Chacune de ces attitudes est defendable. Celle que l'on choisit, toutefois, peut
- et doit - déterminer une panoplie de mesures cohérentes
efficaces. Ce qui est incohérent et inefficace, c'est de ne pas faire le
choix. Il n'y a pas d'opprobre à vouloir une fusion des cultures ; Francs,
Lorrains et Burgondes ont bien dû laisser une part d'eux-mêmes pour
que naisse une culture française. Ce n'est pas une aberration, d'autre part,
de vouloir, comme les Japonais, rester ce qu'on est et évacuer tout ce qui
ne peut être totalement intégré. C'est un choix.
C'est le non-choix - et la cohorte de déclarations et de politiques
contradictoires qui en découlent - qui est une aberration. Comme est une
sottise, par exemple, la notion qu'on va faciliter l'intégration des immigrants,
en accordant pleinement droit de cité à toutes leurs coutumes. Cette
politique abaisse, au contraire, le seuil a partir duquel est atteinte la masse
critique ou un groupe etranger devient inassimilable. On ne peut plus discuter des
couleurs; mais si on veut rester ce qu'on est, il faut encore discuter des goûts.
Quelle que soit le choix qu'on fasse, la voie a prendre ne passe pas par des «
accommodements ». Dans le premier cas, c'est l'intransigeance qui doit prévaloir
et dans le second l'accommodation, c'est-à-dire la pleine acceptation du
multiculturalisme et de la métamorphose culturelle qu'il annonce. Cette intransigeance,
ni cette acceptation ne sont des abstractions. La première ferme les frontières
à l'immigration et impose une vision restrictive des particularismes tolérés.

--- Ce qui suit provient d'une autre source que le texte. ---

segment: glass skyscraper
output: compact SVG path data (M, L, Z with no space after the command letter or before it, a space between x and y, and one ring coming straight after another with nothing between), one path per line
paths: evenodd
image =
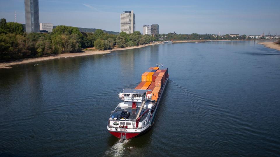
M38 0L24 0L25 12L25 30L27 33L39 32Z

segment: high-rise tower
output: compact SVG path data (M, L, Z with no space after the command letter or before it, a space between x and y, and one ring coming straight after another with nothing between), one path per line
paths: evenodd
M40 31L38 0L24 0L25 30L27 33Z
M133 10L126 11L120 14L120 32L127 34L135 31L135 15Z
M151 27L148 25L144 25L143 26L143 35L151 35Z

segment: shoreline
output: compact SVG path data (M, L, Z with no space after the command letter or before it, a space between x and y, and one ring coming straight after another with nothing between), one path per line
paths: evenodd
M270 40L258 40L256 39L250 39L250 40L212 40L211 41L254 41L256 40L258 41L264 41ZM210 40L181 40L173 41L172 43L177 43L181 42L189 42L193 43L196 42L206 42L210 41ZM275 49L280 51L280 45L278 45L273 43L273 42L260 42L258 43L258 44L262 44L264 45L265 46L269 48L273 49ZM153 45L162 44L160 42L151 42L150 44L146 44L146 45L140 45L138 46L132 46L131 47L127 47L125 48L119 48L116 47L113 47L111 50L95 50L94 48L88 48L90 49L89 50L85 51L80 52L77 52L75 53L63 53L56 55L50 56L45 56L43 57L40 57L36 58L24 58L18 60L14 60L13 61L5 62L4 62L0 63L0 69L6 69L10 68L13 67L11 66L21 64L25 64L27 63L31 63L32 62L39 62L43 60L50 60L56 58L67 58L67 57L78 57L79 56L90 56L91 55L94 55L96 54L106 54L111 53L111 52L116 51L119 51L125 50L127 50L129 49L137 49L140 48L144 47L145 47ZM92 49L91 50L91 49Z
M159 42L151 42L150 43L150 44L146 44L146 45L141 45L138 46L132 46L131 47L127 47L125 48L119 48L118 47L113 47L111 50L95 50L94 49L94 50L88 50L81 52L63 53L56 55L55 56L49 56L40 57L37 58L24 58L17 60L14 60L9 62L5 62L2 63L0 63L0 69L10 68L13 67L12 67L11 66L12 65L31 63L32 62L39 62L40 61L50 60L51 59L53 59L56 58L59 59L60 58L74 57L78 57L79 56L90 56L96 54L106 54L111 53L111 52L116 51L119 51L137 49L138 48L140 48L141 47L145 47L148 46L155 45L159 44L161 44L161 43Z
M235 40L184 40L172 41L172 43L176 43L178 42L215 42L215 41L276 41L277 39L236 39Z
M280 44L276 44L273 42L259 42L258 44L263 45L268 48L280 51Z

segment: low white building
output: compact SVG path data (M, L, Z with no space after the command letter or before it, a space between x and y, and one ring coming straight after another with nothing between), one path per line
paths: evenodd
M40 31L46 31L48 33L52 32L53 29L53 25L50 23L40 23Z
M260 35L250 35L250 37L252 39L254 39L255 37L256 37L256 39L260 39Z

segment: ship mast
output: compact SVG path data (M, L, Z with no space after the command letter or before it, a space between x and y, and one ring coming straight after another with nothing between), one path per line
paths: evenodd
M163 64L162 63L158 63L157 64L157 66L159 67L159 69L160 69L160 67L162 67L163 66Z

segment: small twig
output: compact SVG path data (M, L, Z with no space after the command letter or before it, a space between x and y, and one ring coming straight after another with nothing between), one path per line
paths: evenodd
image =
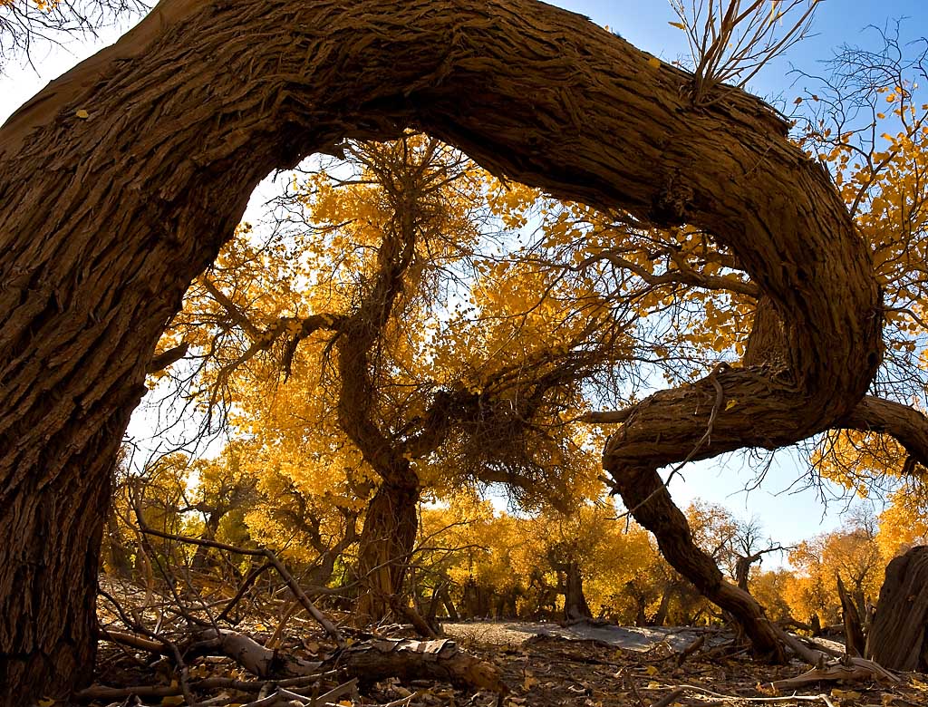
M662 697L656 702L651 705L651 707L667 707L667 705L673 704L677 701L677 698L683 695L686 690L683 688L677 688L673 692Z
M783 697L741 697L741 695L723 695L720 692L713 692L711 689L706 689L705 688L701 688L698 685L679 685L674 690L680 690L680 692L686 692L691 690L693 692L700 692L703 695L708 695L709 697L716 698L716 700L711 702L703 702L702 707L709 707L711 704L729 704L731 702L758 702L766 704L776 704L778 702L814 702L818 701L822 701L828 707L834 707L834 704L831 700L828 699L827 695L784 695ZM679 695L677 695L678 697ZM676 700L676 698L675 698ZM657 707L657 703L653 705Z
M267 547L262 547L260 549L251 549L249 547L237 547L234 545L226 545L226 543L220 543L215 540L202 540L200 538L187 537L185 535L176 535L173 533L164 533L163 531L155 530L154 528L148 528L145 525L142 520L141 509L135 509L135 515L138 519L138 527L147 535L154 535L155 537L164 538L165 540L174 540L178 543L187 543L188 545L198 545L205 547L214 547L219 550L226 550L226 552L234 552L239 555L249 555L251 557L264 557L267 559L274 569L277 570L277 573L283 578L284 582L287 583L287 586L290 587L293 596L296 597L297 600L303 604L303 609L318 622L326 632L335 640L336 645L339 648L345 648L348 644L345 642L344 636L342 632L329 620L322 611L316 608L316 605L310 601L309 597L306 593L303 591L300 585L297 584L296 580L293 579L293 575L290 573L287 568L284 566L283 562L277 558L273 550Z

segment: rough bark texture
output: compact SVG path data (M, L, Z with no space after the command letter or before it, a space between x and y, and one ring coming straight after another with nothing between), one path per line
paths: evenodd
M846 415L881 322L841 199L759 100L693 107L690 77L649 58L531 0L165 0L16 113L0 131L3 701L89 677L110 469L159 334L258 181L346 136L414 126L556 196L715 234L789 322L789 366L718 377L738 405L699 456ZM714 399L702 380L643 403L606 456L622 486L686 456Z
M928 669L928 547L912 547L886 567L867 657L889 670Z
M835 577L838 581L838 598L841 599L841 613L844 619L844 649L850 656L864 654L864 629L860 624L860 613L844 588L841 575Z

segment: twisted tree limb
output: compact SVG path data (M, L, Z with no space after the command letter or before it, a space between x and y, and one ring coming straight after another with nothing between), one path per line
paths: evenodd
M848 415L880 360L866 246L768 106L737 90L695 106L692 81L533 0L163 0L14 114L0 129L8 693L66 694L90 675L110 470L164 323L258 182L345 137L416 127L558 198L713 234L788 346L780 371L717 377L737 405L701 456ZM706 380L662 392L613 436L606 468L629 505L690 453L714 398Z

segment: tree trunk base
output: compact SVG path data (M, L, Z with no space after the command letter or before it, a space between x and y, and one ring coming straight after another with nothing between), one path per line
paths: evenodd
M890 670L928 670L928 547L912 547L886 567L867 656Z

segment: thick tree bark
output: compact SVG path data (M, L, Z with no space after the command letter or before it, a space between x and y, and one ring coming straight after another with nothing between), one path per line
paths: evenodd
M589 611L586 597L583 593L580 563L574 560L558 562L554 564L554 569L563 574L561 592L564 595L564 620L571 622L592 619L593 613Z
M357 612L365 623L380 621L401 594L416 546L419 528L419 483L384 482L367 506L358 548L358 576L367 591Z
M0 131L4 701L90 675L110 469L160 332L258 181L344 137L414 126L560 198L728 246L789 323L789 368L720 375L738 405L698 456L847 414L881 322L841 199L761 101L692 106L690 77L650 58L531 0L164 0L20 109ZM639 406L607 454L623 486L690 453L714 387Z
M928 547L912 547L886 567L867 657L890 670L928 670Z
M860 625L860 613L844 588L841 575L836 575L838 581L838 598L841 599L841 613L844 619L844 649L847 655L862 656L864 654L864 629Z

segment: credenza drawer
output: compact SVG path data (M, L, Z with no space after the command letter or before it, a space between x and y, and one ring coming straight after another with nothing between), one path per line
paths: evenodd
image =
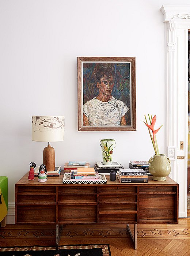
M100 194L100 203L120 203L137 202L137 195L135 194Z
M59 205L58 221L66 223L96 222L96 205Z
M54 186L19 186L18 187L18 193L25 194L37 194L38 195L47 194L49 193L56 193L56 187Z
M137 193L137 187L135 186L114 186L101 187L99 188L99 193L111 194L113 193Z
M110 213L126 213L127 212L137 211L136 203L119 203L115 204L100 203L99 204L99 212Z
M56 194L45 195L17 195L17 203L38 203L46 204L49 203L56 204Z
M96 193L87 194L85 195L82 193L60 193L58 195L59 203L96 203L97 197Z
M176 188L174 186L141 186L139 192L172 192L176 191Z
M87 187L80 185L78 186L69 186L66 185L59 187L59 193L81 193L84 195L85 193L96 193L97 189L95 187Z
M18 223L56 223L55 205L18 205L17 208Z
M102 214L99 215L99 222L129 223L137 222L136 214Z

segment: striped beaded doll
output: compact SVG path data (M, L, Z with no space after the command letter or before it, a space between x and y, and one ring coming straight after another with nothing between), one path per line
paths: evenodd
M30 164L30 170L29 172L29 175L28 178L28 180L34 180L34 168L36 167L36 164L33 162L31 162Z
M38 174L39 182L45 182L47 181L48 179L47 171L46 171L46 166L44 165L41 165L39 166Z

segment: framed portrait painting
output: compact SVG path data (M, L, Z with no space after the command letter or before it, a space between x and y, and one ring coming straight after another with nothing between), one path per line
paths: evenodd
M79 131L136 131L135 58L78 57Z

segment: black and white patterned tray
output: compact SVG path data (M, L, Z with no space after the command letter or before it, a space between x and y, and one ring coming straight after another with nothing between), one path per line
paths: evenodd
M85 180L71 180L71 173L65 173L63 176L64 184L104 184L107 183L107 179L103 173L99 173L99 179Z

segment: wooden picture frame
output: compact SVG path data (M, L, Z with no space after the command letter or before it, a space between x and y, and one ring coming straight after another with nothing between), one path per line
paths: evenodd
M135 58L77 58L79 131L136 131Z

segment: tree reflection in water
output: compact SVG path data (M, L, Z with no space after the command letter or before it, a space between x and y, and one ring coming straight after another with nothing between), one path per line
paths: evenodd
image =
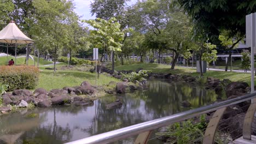
M39 113L36 118L19 113L0 117L0 134L21 135L15 139L21 143L62 143L201 106L217 98L213 91L184 82L154 80L148 87L147 91L106 95L95 100L93 106L31 111ZM122 107L107 110L107 105L117 99L124 101ZM190 102L191 107L181 106L184 100ZM16 127L19 128L13 128Z

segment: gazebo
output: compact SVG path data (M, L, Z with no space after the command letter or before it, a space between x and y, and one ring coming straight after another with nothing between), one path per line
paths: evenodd
M15 62L16 64L17 44L27 44L34 43L34 41L25 35L19 29L14 21L11 21L9 24L0 31L0 42L7 44L7 57L8 55L9 44L15 44Z

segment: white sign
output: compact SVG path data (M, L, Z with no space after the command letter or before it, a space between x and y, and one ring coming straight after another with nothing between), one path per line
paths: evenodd
M94 48L94 60L98 59L98 49Z
M246 15L246 45L254 47L256 52L256 13Z

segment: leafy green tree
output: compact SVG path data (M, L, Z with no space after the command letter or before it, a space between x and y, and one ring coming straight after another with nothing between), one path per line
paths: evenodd
M2 29L11 20L11 15L14 10L11 0L2 0L0 3L0 28Z
M100 18L84 21L95 29L90 31L90 42L94 47L103 49L104 53L112 52L112 69L114 70L114 52L121 51L124 33L115 18L105 20Z
M212 61L216 61L217 51L214 50L216 49L216 45L211 43L196 43L196 44L197 46L193 46L192 49L194 53L197 55L199 58L201 76L202 76L202 61L206 61L210 62ZM210 57L207 57L208 56L210 56Z
M242 61L241 68L245 70L245 72L247 72L247 70L251 68L250 53L248 51L245 51L241 53L242 55Z
M212 41L218 40L220 32L223 30L227 31L230 37L237 34L242 37L246 33L245 15L256 10L256 1L254 0L176 0L176 2L191 17L196 37L203 38L201 37L203 34L208 35Z
M31 31L35 34L36 43L40 49L50 52L56 61L66 41L68 41L68 21L73 16L74 4L72 1L33 1L35 13L33 16L35 22Z
M230 61L232 58L232 50L237 47L239 41L242 40L242 38L237 38L238 35L231 38L229 37L226 34L226 32L224 31L222 35L219 36L219 40L221 41L220 44L225 47L226 50L229 51L229 57L228 62L226 64L225 71L228 71L228 67L229 64L230 64L230 67L231 67Z

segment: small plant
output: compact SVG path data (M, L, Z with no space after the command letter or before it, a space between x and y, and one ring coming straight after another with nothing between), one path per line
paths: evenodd
M172 58L171 57L166 57L164 59L164 61L165 63L170 64L172 61Z
M250 53L248 51L245 50L241 53L242 55L242 63L241 68L245 70L245 72L247 72L247 70L251 68Z
M204 130L207 127L205 115L202 115L200 120L197 123L195 123L194 118L175 123L167 128L167 131L158 133L156 135L170 137L169 139L172 141L168 143L190 143L191 141L194 141L194 143L201 143L201 140L199 138L202 139Z
M128 79L130 81L141 81L143 80L145 80L145 78L148 76L148 74L150 72L150 70L144 69L139 70L138 73L132 72L128 76Z

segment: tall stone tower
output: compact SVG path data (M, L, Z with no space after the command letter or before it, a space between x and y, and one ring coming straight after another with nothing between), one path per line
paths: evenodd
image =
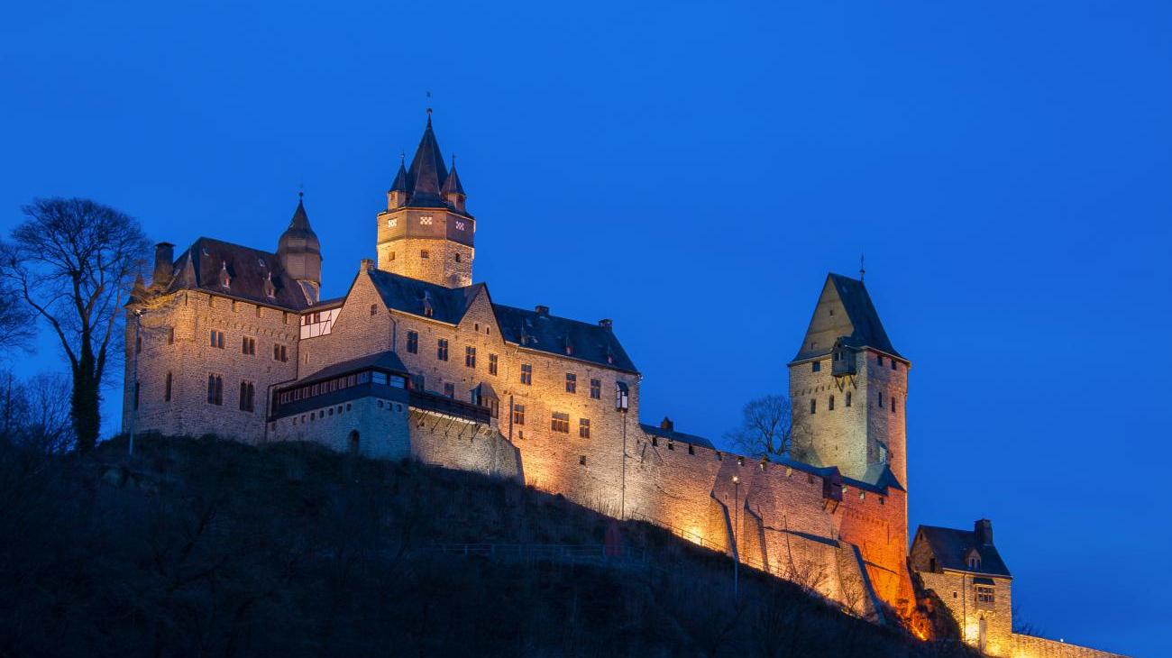
M826 277L790 362L793 457L907 487L907 371L861 280Z
M301 287L306 301L316 302L321 295L321 242L309 227L301 194L298 194L289 227L277 241L277 258L281 268ZM272 282L267 285L272 286Z
M448 288L470 286L476 220L466 198L455 160L450 172L444 167L428 110L411 166L398 164L387 210L379 213L379 269Z

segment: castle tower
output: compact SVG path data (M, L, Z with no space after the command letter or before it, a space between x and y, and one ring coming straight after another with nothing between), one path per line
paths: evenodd
M861 280L826 277L790 362L793 458L907 487L907 371Z
M411 166L400 163L387 210L379 213L379 269L448 288L470 286L476 220L466 199L455 162L451 172L444 167L428 110Z
M281 268L301 286L306 301L316 302L321 294L321 244L309 227L300 193L289 227L277 241L277 258Z

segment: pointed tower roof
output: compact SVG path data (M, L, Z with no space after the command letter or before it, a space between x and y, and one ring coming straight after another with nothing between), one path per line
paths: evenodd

La seconde marque la fin d'une politique d'assimilation et se manifeste immediatement
par des regroupements scolaires qui tiennent compte des spécificités
ethniques et religieuses.
La population a droit de faire ce choix. Qu'on ne me parle pas, cependant, dans
le premier cas d'un devoir sacré d'accueil... ou alors que ceux qui en parlent
ouvrent un Resataurant du Coeur dans leur salon. Qu'on ne me parle pas, dans le
deuxième cas, de « ghettos ». Un ghetto est un lieu où
l'on repousse ceux qu'on ne veut pas avec soi ; c'est une grande malhonnêteté
intellectuelle d'appeler ghetto un lieu où les gens veulent et choisissent
librement d'être ensemble.
Que l'on propose un choix a la popukation et qu'on accepte son verdict. IL FAUT
QU'UN CHOIX SOIT FAIT. On peut dire que le problème au Québec n'a
pas l'acuité qu'il a ailleurs, mais avec le temps, il le deviendra. Ce serait
une grave erreur de tergiverser et de chercher a faire chaque chose et son contraire,
en esperant que le probleme se resoudra de lui-meme. Ce n'est pas parce que le bât
ne blesse pas au départ qu'il faut s'accommoder d'être un âne.